I’m a solo home validator in Country A. We are at war w Country B, and I decide that I’m not going to include donations to their military when it’s my turn to make a block. This validator should:
— latetot.eth (@latetot) October 16, 2022
According to Ethereum’s co-founder, the answer for a censorship case should be aligned with the level of transgression.
The post attracted notable attention, as Vitalik explained in the thread that any other answer would potentially lead to turning the Ethereum community into morality police:
I would say “be tolerated”. Slashing or leaking or socially coordinated anything should only be considered for massive reorging of other people’s blocks, not making wrong choices about what to put in your own.
Any other answer risks turning ETH community into morality police
— vitalik.eth (@VitalikButerin) October 17, 2022
In Ethereum proof-of-stake (PoS), validators decide what transactions to include in their blocks if any. PoS is a modern consensus method that powers decentralized finance (DeFi) projects and cryptocurrencies.
Validators are allowed to decide what transactions to include in a block. what we shouldnt do, is encourage staking services like Exchanges or Lido that are so huge and centralized that they can easily be coerced into cencoring by governments or other third party agents.
— mao (@5t4rman) October 17, 2022
Also answering the thread, Martin Köppelmann, co-founder of Gnosis and a long-time Ethereum decentralized application developer, said he agreed with tolerating the validator in that situation while warning about how MEV-boost censorship rising in Ethereum following the Merge.
For the record, in this specific poll, I would also vote for “tolerate”. But IMO the quick roll-out of MEV-boost in hindsight was a mistake and should have been done more diligently to prevent a situation where the content curation of 1 entity currently affects 52% of all blocks.
— Martin Köppelmann (@koeppelmann) October 17, 2022
Although the thread discusses a hypothetical scenario, concerns about censorship in the Ethereum network surged last week, with 51% of Ethereum blocks being compliant with the United States Office of Foreign Assets Control (OFAC) standards as of Oct. 14, as MEV-Boost relays take over market share one month after the Merge.
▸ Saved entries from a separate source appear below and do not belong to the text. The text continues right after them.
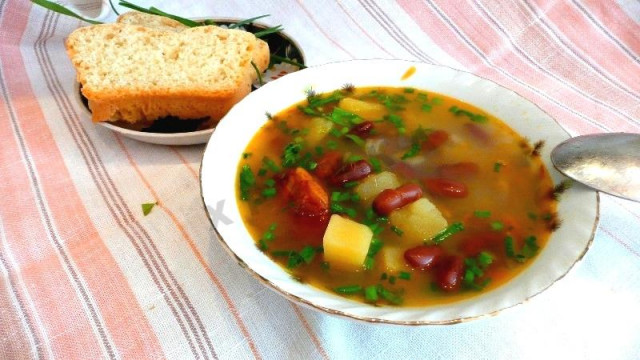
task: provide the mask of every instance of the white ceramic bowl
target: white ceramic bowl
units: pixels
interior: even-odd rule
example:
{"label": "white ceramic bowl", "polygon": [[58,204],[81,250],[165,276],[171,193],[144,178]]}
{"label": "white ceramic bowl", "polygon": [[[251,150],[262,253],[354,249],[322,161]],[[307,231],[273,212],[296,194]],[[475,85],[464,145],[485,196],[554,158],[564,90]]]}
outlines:
{"label": "white ceramic bowl", "polygon": [[[412,67],[415,73],[402,80]],[[597,226],[599,198],[596,192],[576,184],[560,201],[562,226],[535,261],[512,281],[471,299],[430,307],[374,307],[293,280],[256,247],[245,229],[235,196],[238,164],[253,135],[267,121],[265,112],[277,114],[304,100],[304,90],[310,87],[324,93],[347,82],[356,87],[414,87],[473,104],[532,141],[544,139],[542,159],[554,182],[563,179],[549,155],[569,135],[536,105],[489,80],[447,67],[400,60],[355,60],[299,71],[263,86],[236,105],[218,125],[202,159],[202,197],[211,222],[224,247],[251,275],[289,299],[331,314],[370,322],[451,324],[523,303],[562,278],[584,256]]]}

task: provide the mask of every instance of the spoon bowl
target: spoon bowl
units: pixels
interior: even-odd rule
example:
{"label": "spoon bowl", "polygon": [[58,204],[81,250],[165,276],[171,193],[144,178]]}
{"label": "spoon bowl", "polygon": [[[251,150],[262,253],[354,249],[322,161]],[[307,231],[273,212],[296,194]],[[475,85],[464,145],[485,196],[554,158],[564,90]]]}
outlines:
{"label": "spoon bowl", "polygon": [[640,134],[577,136],[556,146],[551,161],[558,171],[587,186],[640,201]]}

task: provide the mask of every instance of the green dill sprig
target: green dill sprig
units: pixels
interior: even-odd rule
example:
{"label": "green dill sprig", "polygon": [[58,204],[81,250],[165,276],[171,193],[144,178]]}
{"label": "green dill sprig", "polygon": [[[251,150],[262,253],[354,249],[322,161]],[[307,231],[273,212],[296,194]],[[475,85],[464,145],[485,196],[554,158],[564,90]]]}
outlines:
{"label": "green dill sprig", "polygon": [[80,19],[84,22],[88,22],[89,24],[102,24],[101,21],[97,21],[97,20],[91,20],[91,19],[86,19],[83,18],[82,16],[74,13],[73,11],[67,9],[66,7],[55,3],[53,1],[48,1],[48,0],[31,0],[32,3],[36,4],[36,5],[40,5],[45,9],[51,10],[53,12],[57,12],[58,14],[62,14],[62,15],[67,15],[67,16],[71,16],[74,17],[76,19]]}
Related: Ripple wants to bring Ethereum smart contracts to the XRP Ledger
MEV-Boost relays are centralized entities acting as trusted mediators between block producers and builders. All Ethereum PoS validators can outsource their block production to other builders. Due to Ethereum’s upgrade to a PoS consensus, MEV-Boost has been enabled to a more representative distribution of block proposers, rather than a small group of miners under proof-of-work (PoW).
As noted in a recent opinion piece, Slava Demchuk, CEO and co-founder of AMLBot, the Ethereum upgrade could bring modifications in Anti-Money Laundering (AML) and Know Your Customer (KYC) practices in the crypto industry. He stated:
“U.S. regulators are increasingly expressing concerns about the huge sums circulating in DeFi without any control. As the Ethereum blockchain serves as the primary chain for most tokens, its recent shift from PoW to PoS may be used as an argument for their attempts to influence (at least a part of) the decentralized market.”